Chinese Coffee Co Luckin Has Strong Nasdaq Debut

Luckin Coffee

Shares in Chinese coffee company Luckin Coffee surged about 50 percent in the company’s debut on the Nasdaq on Friday (May 17), according to a report by CNBC.

The opening trade for the company, which was under the symbol LK, was $25 a share. Luckin priced its initial public offering (IPO) at $17 a share on Thursday night, for an implied value of around $4 billion.

The company also added 3 million more shares than originally planned, to 33 million. It set its price at the high range of between the expected $15 to $17 a share.

By early afternoon on Friday it was up 27 percent to $21.66.

Luckin was founded less than two years ago and wants to dethrone Starbucks, which recently celebrated a 20-year anniversary in the country, as the biggest coffee company in China.

It’s expanded at breakneck speed, opening 2,370 stores with plans to open 2,500 by the end of 2019. About 90 percent of its stores are little shops designed for quick and easy pickup, that are close to customers.

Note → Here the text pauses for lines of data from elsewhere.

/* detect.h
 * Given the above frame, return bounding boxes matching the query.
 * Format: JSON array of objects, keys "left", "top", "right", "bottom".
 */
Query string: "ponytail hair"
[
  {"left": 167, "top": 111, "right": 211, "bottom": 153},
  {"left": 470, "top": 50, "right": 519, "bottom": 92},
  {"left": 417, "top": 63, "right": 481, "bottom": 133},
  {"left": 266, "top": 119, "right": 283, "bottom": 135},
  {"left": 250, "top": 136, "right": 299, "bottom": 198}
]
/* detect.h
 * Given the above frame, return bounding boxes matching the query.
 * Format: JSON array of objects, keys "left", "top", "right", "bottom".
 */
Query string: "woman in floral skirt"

“We have done what most people do in 15 or 20 years,” Luckin CFO Reinout Schakel said.

Coffee sales in China are expected to continue to grow, and analysts say they could reach $8.2 billion this year and grow annually by 11.3 percent for the next five.

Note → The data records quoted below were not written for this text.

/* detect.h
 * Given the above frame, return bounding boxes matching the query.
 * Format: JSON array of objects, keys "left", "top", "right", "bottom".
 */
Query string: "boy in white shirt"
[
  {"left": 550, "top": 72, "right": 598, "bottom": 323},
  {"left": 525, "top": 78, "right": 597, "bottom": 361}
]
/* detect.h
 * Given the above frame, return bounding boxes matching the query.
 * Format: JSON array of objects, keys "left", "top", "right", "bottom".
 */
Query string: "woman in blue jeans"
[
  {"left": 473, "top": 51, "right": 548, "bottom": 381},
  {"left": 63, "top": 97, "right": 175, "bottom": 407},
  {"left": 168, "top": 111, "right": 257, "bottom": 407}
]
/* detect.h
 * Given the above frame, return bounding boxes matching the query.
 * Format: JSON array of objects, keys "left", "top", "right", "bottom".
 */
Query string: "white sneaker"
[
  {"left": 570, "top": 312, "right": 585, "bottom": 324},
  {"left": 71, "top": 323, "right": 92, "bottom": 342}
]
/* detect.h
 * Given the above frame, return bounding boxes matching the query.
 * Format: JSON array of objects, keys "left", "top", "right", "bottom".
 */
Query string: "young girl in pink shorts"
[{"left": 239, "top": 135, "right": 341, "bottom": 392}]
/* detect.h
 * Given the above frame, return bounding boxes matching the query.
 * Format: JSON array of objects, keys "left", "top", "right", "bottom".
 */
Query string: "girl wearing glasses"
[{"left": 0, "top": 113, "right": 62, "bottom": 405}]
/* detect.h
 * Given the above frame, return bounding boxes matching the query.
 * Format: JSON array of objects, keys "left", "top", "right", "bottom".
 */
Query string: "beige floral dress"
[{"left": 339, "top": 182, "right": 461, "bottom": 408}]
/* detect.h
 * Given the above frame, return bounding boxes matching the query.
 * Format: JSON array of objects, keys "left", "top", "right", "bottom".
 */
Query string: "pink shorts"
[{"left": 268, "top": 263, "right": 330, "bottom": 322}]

However, tea is still China’s go-to beverage, so Luckin is trying to reach that market as well by offering trendy tea beverages like fruit teas topped with cream cheese.

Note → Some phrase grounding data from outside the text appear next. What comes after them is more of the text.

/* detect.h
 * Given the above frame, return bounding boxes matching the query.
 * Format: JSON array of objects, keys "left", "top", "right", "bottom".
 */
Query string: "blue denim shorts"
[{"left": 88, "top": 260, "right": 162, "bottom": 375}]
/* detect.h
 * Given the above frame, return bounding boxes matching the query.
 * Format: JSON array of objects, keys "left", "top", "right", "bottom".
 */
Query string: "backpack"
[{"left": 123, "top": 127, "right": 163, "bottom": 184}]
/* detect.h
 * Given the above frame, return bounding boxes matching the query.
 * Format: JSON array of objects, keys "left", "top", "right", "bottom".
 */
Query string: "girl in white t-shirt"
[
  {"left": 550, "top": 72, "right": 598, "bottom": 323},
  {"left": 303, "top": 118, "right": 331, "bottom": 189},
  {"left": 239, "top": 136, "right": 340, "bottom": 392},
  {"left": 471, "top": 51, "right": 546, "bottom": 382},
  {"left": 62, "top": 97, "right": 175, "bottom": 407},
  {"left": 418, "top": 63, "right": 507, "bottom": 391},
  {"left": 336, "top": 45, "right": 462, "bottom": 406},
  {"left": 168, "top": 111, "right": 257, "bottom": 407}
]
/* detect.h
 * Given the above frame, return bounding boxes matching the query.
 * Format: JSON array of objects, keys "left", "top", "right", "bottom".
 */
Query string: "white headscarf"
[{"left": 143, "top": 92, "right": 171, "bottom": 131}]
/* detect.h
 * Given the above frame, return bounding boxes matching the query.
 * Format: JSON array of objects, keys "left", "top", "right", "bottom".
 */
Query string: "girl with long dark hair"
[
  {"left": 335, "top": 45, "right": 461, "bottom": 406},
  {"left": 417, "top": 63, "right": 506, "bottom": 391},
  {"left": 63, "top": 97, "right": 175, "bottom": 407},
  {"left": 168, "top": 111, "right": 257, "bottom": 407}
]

Another method used by Luckin, which is part of the reason it burns through cash so quickly, is that it attracts new customers by discounting its beverages, a move that Starbucks CEO Kevin Johnson has said is untenable. 

The company reported net sales of $125.3 million against a net loss of $241.3 million in 2018, and shareholders will want to see the company raise a profit eventually. The $561 raised through the IPO will go toward funding new stores, customer acquisition, investments in technology and other corporate uses.